I was able to obtain a clear positive image by developing the image. Further, the created image was heated at 120° C. for 2 minutes to fix the toner image and obtain an original plate for electrophotographic lithography.

As a processing liquid for removing non-image areas in the following processing, 40 parts of potassium silicate, 10 parts of potassium hydroxide, and 10 parts of ethanol were used.
A treatment solution prepared by diluting 0 parts with 800 parts of water was used, and a solution with the same composition was used as a replenisher.

When each original plate on which a toner image has been formed enters the processing system, the area of the non-image area to be removed is first detected and measured by an area meter 1, and then transferred to a processing liquid tank 2, a washing tank 6, and a drying zone 4. They are sequentially transported and processed. The image area information measured by the area meter 1 is input to the microcomputer 5, and after the information is processed by the microcomputer 5 according to a predetermined program, the data is sent to the replenisher replenishment mechanism 6 for replenishment. The mechanism 6 adds a predetermined amount of replenisher to the processing liquid tank 2 according to the instructions.

In this way, since the amount of replenisher corresponding to the image area on the plate surface of the original plate is immediately added, stable replenishment can be performed at all times.

The amount of replenishment fluid to be refilled with respect to the measured value of the area meter varies depending on the concentration of the components in the replenishment fluid, but the relationship between that concentration and the area of the non-image area is determined as appropriate, and the relationship is determined based on the replenishment mechanism of the processing machine and the area. Programming the meter can be done by conventional means.

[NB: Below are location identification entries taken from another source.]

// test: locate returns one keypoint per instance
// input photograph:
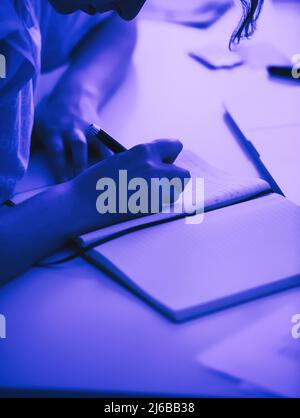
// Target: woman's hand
(97, 68)
(60, 123)
(147, 161)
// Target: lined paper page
(220, 190)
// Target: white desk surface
(72, 327)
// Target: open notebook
(247, 246)
(220, 189)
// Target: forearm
(100, 61)
(32, 230)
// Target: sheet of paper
(266, 354)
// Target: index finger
(167, 149)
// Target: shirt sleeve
(20, 47)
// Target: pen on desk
(282, 71)
(111, 143)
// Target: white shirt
(32, 37)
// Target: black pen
(111, 143)
(282, 71)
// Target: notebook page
(220, 189)
(238, 253)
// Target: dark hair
(247, 25)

Each original plate enters the processing machine and runs immersed in the processing liquid tank,
Alternatively, the processing liquid may be brought into contact with the bath liquid-containing roll, either by a roll half-immersed in the bath or via another roll, as it travels over each type of bath, whereby the respective processing liquid is applied to the photoconductive surface of the printing plate. It is designed to act on the body layers.

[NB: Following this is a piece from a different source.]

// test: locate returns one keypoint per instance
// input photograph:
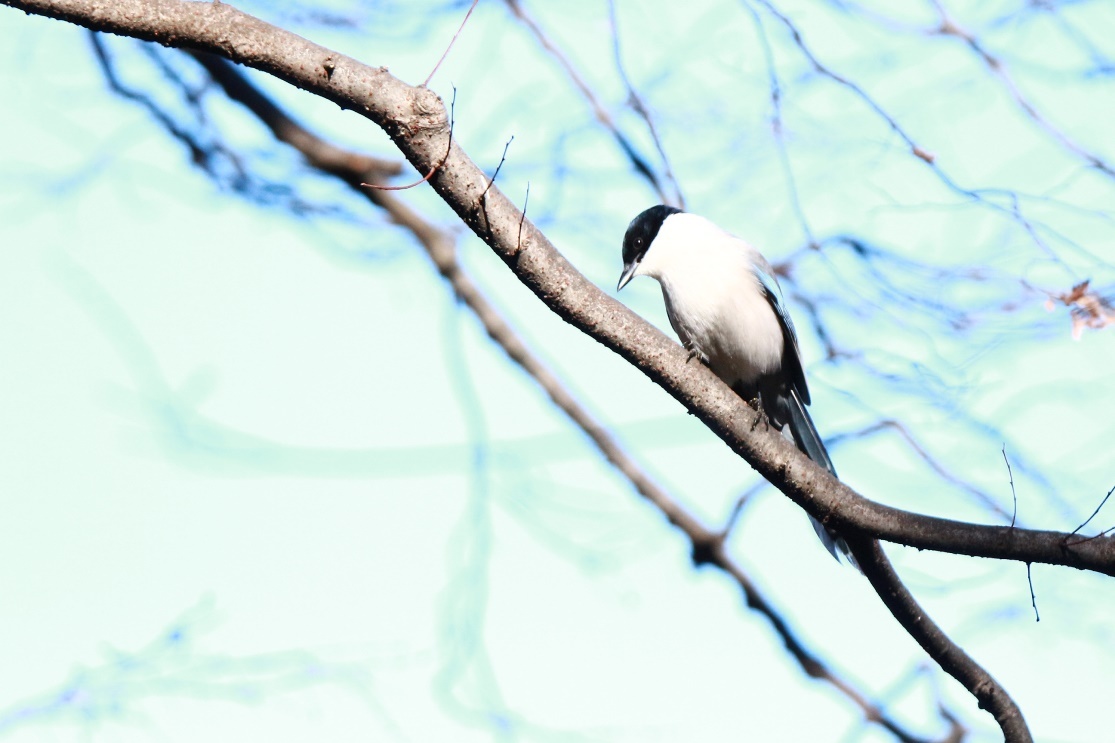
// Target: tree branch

Alternatively, a method may be adopted in which the processing liquid is sprayed onto the original plate within the processing machine. In this case, the treatment liquid is supplied from the treatment liquid tank to the spray nozzle by a pump, and the treated liquid is returned to the treatment liquid tank and reused. The above-mentioned replenisher is replenished into this processing liquid tank.

In the above processing step, the photoconductor layer in the non-image area is removed, and for this purpose it is effective to rub the printing plate using a brush roll or the like.

〔Effect of the invention〕

According to the present invention, since an appropriate amount of replenisher is automatically replenished into the processing solution according to the area of the non-image area to be removed from each original, deterioration of the processing solution is prevented and a large number of originals can be stored for a long time. It can be treated stably and effectively over a period of time.

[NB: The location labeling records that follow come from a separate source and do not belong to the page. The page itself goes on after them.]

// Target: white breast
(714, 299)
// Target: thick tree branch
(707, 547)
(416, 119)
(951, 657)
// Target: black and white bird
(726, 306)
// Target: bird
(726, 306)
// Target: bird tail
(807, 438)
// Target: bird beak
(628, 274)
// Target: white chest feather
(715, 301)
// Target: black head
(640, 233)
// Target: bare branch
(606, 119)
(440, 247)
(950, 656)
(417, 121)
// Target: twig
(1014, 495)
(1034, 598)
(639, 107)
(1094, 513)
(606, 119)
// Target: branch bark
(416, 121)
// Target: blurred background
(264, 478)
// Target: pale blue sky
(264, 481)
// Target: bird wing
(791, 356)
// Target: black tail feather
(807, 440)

[Brief explanation of the drawing]

FIG. 1 is a block diagram showing one embodiment of the processing steps used in the present invention. In the figure, P: original plate for electrophotographic planographic printing plate, 1: area meter,
2: Processing liquid tank, 5: Microprocessor procedure amendment document March Z, 1999

Claims (1)

[Claims] An electrophotographic lithographic printing plate precursor, in which the image area consists of a toner image formed by an electrophotographic process on a photoconductor layer provided on a conductive substrate, is treated with a processing liquid to remove the non-image area. A method for processing an original plate for an electrophotographic lithographic printing plate, characterized in that a replenisher is added to the processing liquid according to the area of the non-image area to be processed.